Writing an obituary of the 74th constitutional amendment, the driver for the smart mission in the cities is to be a special purpose vehicle (SPV), to be registered under the Companies Act, and the participation of the elected representative too is ambiguous. The data reveals that of the 60 cities, the percentage of local body representatives is negligible and is dominated by bureaucrats and some of them are even headed by World Bank officials. Not even 15 per cent of the total local body representative are part of the SPV and which is not headed by the mayor but by some bureaucrat or even officials from the private domain.
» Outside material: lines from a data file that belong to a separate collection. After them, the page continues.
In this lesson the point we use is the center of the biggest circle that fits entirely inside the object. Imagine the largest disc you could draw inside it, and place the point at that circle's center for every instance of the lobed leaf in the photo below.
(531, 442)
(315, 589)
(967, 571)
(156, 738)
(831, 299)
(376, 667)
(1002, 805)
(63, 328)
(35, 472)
This has led to some friction in urban governance in a few cities such as Panjim, Dharamshala and a few in Maharashtra where the elected body has come in direct conflict with the SPV.

Lastly, to quote from the Smart City Paradigm in India, “smart city initiative and the digital technologies for management and monitoring of urban systems are being promoted by the world’s largest hardware and software companies to ensure a world class living and working experience for the emerging rich and neo-middle class “. This is quite evident from the data of 60 cities selected by the government. But this also gives the opportunity to intervene for various stakeholders especially the Left to work out alternatives even in the field of information and communications technology and for inclusive cities and certain citizens’ initiative such as the Cities for People and the Water Forum Gurgaon, where alternatives are being built and championed in the form of movement.